Government should take lead
Digital leader needed to improve Scotland’s output
A Scottish digital officer should be appointed by government to encourage more companies and public bodies to adopt the latest technologies, says a new report.
Deputy First Minister John Swinney has been critical of the slow speed of digitalisation in Scotland’s public sector, while a survey of Scottish businesses has found more than two-thirds are classed as “basic browsers or tentative techies”.
The Scottish Council for Development and Industry (SCDI), ScotlandIS, The Royal Society of Edinburgh and BT Scotland have now published a report calling on the government to take the lead by hiring a chief digital officer.
Digital Solutions to the Productivity Puzzle says the Scottish Government and all sectors need to focus on exploiting the digital infrastructure in Scotland to achieve higher economic growth and public service improvements over the next five years.
The recommendations follow research commissioned from the economist John McLaren and discussions by senior representatives of the industry and the public and private sectors in Scotland at a Digital and Productivity Forum.
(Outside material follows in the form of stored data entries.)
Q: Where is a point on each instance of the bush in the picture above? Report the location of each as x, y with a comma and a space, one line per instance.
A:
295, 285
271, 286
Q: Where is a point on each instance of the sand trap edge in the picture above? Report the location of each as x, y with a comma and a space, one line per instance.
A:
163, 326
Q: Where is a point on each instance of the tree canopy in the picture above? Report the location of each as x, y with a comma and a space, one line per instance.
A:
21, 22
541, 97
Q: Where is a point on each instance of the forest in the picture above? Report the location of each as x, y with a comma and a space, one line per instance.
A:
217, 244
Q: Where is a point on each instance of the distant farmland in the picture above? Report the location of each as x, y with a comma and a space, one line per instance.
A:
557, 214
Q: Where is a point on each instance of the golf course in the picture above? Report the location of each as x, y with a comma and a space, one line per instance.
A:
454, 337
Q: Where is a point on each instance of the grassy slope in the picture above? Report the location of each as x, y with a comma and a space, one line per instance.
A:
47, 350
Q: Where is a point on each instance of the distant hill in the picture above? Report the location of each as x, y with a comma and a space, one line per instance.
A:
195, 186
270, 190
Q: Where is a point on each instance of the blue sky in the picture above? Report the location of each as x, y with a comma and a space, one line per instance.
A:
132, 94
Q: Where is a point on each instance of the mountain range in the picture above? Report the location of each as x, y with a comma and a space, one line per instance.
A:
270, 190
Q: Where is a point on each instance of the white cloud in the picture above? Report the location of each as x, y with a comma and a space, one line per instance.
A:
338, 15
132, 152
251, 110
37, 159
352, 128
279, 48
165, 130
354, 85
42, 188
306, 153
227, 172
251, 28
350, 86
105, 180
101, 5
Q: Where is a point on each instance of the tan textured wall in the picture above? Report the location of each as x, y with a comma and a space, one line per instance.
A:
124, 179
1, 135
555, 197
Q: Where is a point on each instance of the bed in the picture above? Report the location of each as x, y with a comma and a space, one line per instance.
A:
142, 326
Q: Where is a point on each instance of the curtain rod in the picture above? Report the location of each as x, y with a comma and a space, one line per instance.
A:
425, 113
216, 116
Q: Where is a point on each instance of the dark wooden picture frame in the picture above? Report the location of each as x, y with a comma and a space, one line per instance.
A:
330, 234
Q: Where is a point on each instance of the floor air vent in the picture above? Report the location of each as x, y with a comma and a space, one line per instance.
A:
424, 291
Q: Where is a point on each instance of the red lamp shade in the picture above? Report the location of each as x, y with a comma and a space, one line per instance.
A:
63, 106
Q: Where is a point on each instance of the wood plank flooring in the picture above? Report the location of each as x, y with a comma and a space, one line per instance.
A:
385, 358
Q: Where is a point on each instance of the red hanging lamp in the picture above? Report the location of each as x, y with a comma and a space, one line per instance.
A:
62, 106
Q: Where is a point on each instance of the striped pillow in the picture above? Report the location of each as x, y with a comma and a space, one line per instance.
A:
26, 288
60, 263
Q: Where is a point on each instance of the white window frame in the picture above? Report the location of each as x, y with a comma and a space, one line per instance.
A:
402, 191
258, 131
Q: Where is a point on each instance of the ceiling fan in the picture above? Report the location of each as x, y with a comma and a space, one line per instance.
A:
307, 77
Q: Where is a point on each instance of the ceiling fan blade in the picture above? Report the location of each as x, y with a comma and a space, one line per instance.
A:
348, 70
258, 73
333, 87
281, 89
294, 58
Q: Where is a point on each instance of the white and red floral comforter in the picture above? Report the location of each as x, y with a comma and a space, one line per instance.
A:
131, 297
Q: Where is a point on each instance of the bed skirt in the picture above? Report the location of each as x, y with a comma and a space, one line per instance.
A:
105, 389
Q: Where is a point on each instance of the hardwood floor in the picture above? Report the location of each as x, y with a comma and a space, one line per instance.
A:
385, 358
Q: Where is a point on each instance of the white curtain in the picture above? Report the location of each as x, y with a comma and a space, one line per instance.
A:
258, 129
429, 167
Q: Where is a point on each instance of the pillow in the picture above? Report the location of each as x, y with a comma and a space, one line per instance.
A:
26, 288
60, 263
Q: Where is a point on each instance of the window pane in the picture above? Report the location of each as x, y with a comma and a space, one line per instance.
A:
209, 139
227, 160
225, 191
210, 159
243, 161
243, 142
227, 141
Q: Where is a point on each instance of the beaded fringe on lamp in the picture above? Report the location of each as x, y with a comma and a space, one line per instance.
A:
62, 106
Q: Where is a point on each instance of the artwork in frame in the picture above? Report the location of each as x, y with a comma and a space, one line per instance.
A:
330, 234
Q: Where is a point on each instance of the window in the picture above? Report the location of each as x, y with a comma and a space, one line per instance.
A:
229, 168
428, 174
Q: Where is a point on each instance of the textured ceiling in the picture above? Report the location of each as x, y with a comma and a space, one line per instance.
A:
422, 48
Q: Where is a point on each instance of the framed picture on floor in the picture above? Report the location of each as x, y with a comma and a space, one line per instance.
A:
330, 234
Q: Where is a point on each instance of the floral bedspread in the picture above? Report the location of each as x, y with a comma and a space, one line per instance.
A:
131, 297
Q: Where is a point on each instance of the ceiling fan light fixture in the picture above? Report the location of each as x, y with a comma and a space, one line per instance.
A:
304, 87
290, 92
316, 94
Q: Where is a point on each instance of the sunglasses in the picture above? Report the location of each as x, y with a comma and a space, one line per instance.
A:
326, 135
The research has identified IT as a key driver of productivity, but most companies and public sector agencies are failing to keep up with digitalisation.
It has been estimated that if Scotland became a digital world leader GDP would increase £13 billion by 2030, compared to £4bn with only incremental improvements.
The report highlights evidence that countries in which digital is contributing most to productivity growth, such as the US, combine IT investment with new management structures and high skill levels, and that organisational redesigns will be required for Scotland to catch-up with them and realise the full potential from digital investments.
PwC reported last month that more of the world’s leading companies are appointing dedicated digital leaders with responsibility to transform them into a fully digital enterprise, but most are not embracing the Chief Digital Officer role quickly enough.
Ross Martin (pictured), SCDI chief executive, said: “Poor productivity performance compared to our pre-financial crash record and to many other economies has bedevilled the Scottish economy in recent years, holding back growth and prosperity.
“Substantial leaps in productivity are difficult for a developed economy to make, so it will be key to seize this opportunity to work smarter, innovate and internationalise by transforming Scotland into a fully digital nation.
“This report proposes how the Scottish Government and all sectors can bring the same focus to realising the potential economic growth and public service improvements of digitalisation in the next five years as there is on digital infrastructure.
“We recommend the appointment of the first Chief Digital Officer for Scotland to provide leadership, advice and challenge at the most senior levels of government on the frontier of technological progress and similar appointments across the public and private sectors.”
Mark Dames, head of policy & public affairs for BT Scotland, added: “We are now at a critical point in the development of Scotland as a digital nation. Access to high-speed internet has greatly increased in recent years thanks to commercial and publicly funded investment in fibre broadband. However, the success of exploiting digital technologies will be a decisive factor in whether Scotland achieves its economic growth objectives.”
* The participants in the Digital & Productivity Forum were from the following organisations: Bank of Scotland; BT Scotland; CGI; City of Edinburgh Council; CodeBase; Comhairle nan Eilean Siar; FSB Scotland; Grayling Public Affairs; Heriot Watt University; Interface; KTN UK; National Library of Scotland; NHS Health Scotland; Ofcom; Oracle Scotland; Royal Society of Edinburgh; Scottish Agricultural Organisation Society; SCDI; ScotlandIS; Scottish Cities Alliance; Scottish Courts and Tribunals Service; Scottish Enterprise; Scottish Environment Protection Agency; Scottish Government; Scottish Social Services Council; Skills Development Scotland; Smarter Grid Solutions; Virgin Media; and VisitScotland.